A new study found that adults and children with a history of malnutrition who get Covid-19 have an increased risk of death and the need for mechanical ventilation. 

The study published in Scientific Reports examined whether patients with a history of malnutrition are predisposed to severe Covid-19.

Finding the link

Researchers gathered medical records using the medical records of 8 604 children and 94 495 adults hospitalised with Covid-19 in the United States between March and June 2020.

People with a history of malnutrition between 2015 and 2019 were identified, and their demographics, socioeconomic status, admission of vital signs, and related comorbidities background were considered. 

The authors also looked at whether the participants were diagnosed with Covid-19 and considered the severity of their condition and whether they needed mechanical ventilation or died.

Findings of the study

The study results show that that there is a link between past diagnosis of malnutrition and severe Covid-19 in both paediatric and adult patients.

The severity of Covid-19 in children with a history of malnutrition was highest in children younger than five years.
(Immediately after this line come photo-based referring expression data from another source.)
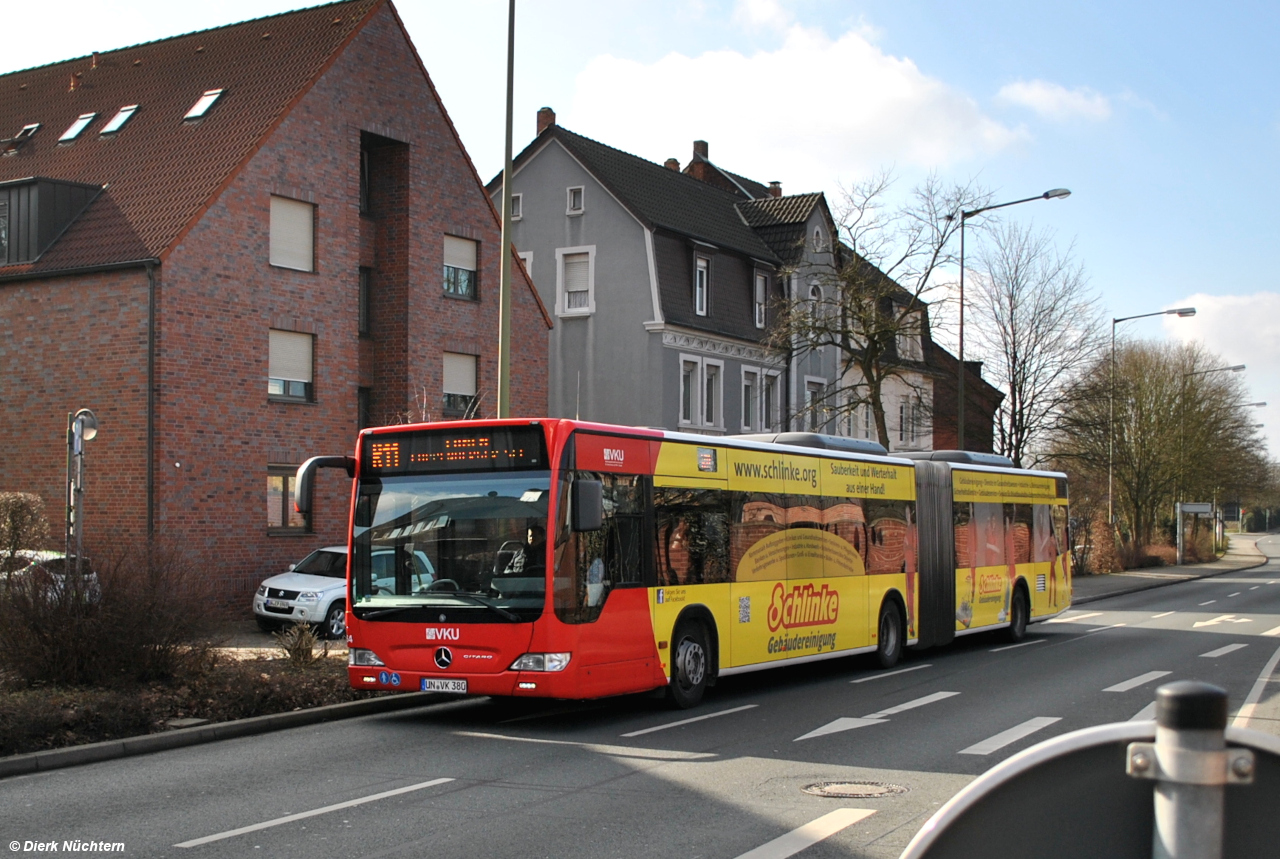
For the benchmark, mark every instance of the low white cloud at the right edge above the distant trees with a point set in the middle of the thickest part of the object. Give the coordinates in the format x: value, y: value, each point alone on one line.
x: 1244, y: 330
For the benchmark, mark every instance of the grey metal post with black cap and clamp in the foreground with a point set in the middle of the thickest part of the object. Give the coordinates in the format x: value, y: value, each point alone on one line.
x: 1192, y: 766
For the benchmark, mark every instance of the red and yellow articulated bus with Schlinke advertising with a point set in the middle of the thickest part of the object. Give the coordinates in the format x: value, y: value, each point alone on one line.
x: 574, y: 560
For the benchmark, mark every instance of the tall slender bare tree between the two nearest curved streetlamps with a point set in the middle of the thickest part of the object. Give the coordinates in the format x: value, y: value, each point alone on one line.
x: 1037, y: 327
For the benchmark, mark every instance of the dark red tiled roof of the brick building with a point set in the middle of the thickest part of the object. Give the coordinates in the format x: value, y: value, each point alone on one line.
x: 162, y: 172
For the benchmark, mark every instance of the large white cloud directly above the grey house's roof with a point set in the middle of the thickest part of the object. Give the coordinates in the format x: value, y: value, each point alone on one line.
x: 810, y: 113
With age, the risk dropped slightly, but children above the age of five with no history of malnutrition had a much lower risk of severe Covid-19. 

In adults, the study found that people with malnutrition aged 18 to 78 years also had higher odds of severe Covid-19 than those in the same age group with no history of malnutrition.

“These imply that there is an opportunity to target and improve the outcomes of younger adults with nutritional issues although older patients are more likely to have worse outcomes in general,” the paper states.

The authors add that understanding the links between Covid-19 outcomes and malnutrition provides an opportunity to improve the prognosis of patients with a history of malnutrition.